2. September – 31. Oktober 2006

“Nur da wo Licht ist, ist etwas, auch wenn nichts da ist.” (Franziskus Wendels)

Licht, Kunstlicht – Nachtlandschaften erhellend – ist seit Jahren fast singuläres Thema der Arbeiten von Franziskus Wendels. Nächtliche Großstadtplätze, nachtdunkle Straßen, stille Interieurs mehr oder weniger dicht von verschiedensten Lichtquellen durchzogen und immer von erhöhtem Standpunkt aus betrachtet, ermöglichen neue Sichten auf die Stadt. Häuserfronten oder einzelne Fenster strahlen von innen.

Nie jedoch wirft Wendels Licht Schatten. Aus den Lichtpunkten wachsen Objekte in die Nacht. Leuchtzeilen bilden Hochhäuser, flüchtige helle Striche erzählen von nachtfahrenden Autos, Farbtupfer zeigen Straßenlaternen. Bewegung entsteht aus der Abfolge in diffusem Radius strahlenden Lichts. Diese optische Unergründlichkeit macht die Faszination seiner Bilder aus. Es stimuliert die Phantasie des Betrachters und verleiht den Arbeiten eine fast mystische Ausstrahlung. Das suchende Auge bewegt sich über den Bildrand, um gleich darauf durch die eigene Imagination vertrauter Erinnerungen wieder ins Bild hineingezogen zu werden.

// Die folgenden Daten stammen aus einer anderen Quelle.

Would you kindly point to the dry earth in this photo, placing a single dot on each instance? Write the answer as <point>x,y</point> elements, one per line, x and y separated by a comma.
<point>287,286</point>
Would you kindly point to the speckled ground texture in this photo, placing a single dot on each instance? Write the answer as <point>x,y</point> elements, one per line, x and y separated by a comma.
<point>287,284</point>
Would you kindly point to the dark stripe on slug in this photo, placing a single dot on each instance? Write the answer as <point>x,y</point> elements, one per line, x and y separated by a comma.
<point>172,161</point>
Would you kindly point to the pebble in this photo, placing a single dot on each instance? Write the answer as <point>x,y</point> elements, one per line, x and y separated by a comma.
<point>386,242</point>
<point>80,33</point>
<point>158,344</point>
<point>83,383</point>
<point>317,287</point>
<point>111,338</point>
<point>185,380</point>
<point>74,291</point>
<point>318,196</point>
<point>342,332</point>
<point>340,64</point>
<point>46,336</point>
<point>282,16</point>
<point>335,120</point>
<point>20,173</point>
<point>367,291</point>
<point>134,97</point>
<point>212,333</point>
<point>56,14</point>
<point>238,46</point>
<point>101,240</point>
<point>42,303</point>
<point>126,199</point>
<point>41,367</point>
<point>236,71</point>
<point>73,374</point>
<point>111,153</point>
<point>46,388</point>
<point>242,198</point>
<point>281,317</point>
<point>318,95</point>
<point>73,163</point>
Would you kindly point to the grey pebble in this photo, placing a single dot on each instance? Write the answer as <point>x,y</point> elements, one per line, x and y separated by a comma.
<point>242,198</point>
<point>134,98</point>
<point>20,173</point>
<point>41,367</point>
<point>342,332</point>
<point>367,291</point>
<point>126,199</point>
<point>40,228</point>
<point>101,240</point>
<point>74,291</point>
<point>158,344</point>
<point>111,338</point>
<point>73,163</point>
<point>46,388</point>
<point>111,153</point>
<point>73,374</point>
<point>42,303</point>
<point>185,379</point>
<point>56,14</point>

Wendels (*1960) ist ein Pendler zwischen den Welten. Früh erlag er der Faszination der Großstadt und braucht doch gleichzeitig die Abgeschiedenheit der Provinz, um seine vielfältigen, oft nur in der Dynamik grober Lichtlinien skizzierten Eindrücke städtischer Orte und Ereignisse auf die Leinwand zu bannen. LandFlucht steht für den Weg, auf dem seine Arbeiten entstehen. Wendels Bilder, die oft an Filmstills erinnern, erzeugen, obwohl menschenleer, keine Einsamkeit. Der Betrachter bekommt das Gefühl, hier sei gerade etwas passiert oder es werde gleich eine Veränderung eintreten. Dazu notwendige Akteure scheinen nur kurzzeitig abwesend. Die Spannung entsteht so aus der Ungewißheit.

In einigen neuen Bildern nimmt Rot in mannigfaltigen Schattierungen den Platz des sonst schwarzen Fonds ein, erstrahlen auch die Lichter in rötlichem Schein. Die so entstehenden Stadtlandschaften und Rauminterieurs wirken sowohl sinnlich als auch bedrohlich.

Die Nachtbilder des studierten Theologen, Philosophen und Künstlers, inspiriert von Novalis und Eichendorff, für die die Nacht eine Metapher für das Geheimnis des Lebens war, beschleunigen die Sinne des Betrachters und entschleunigen ihn in einer visuell übersättigten Zeit.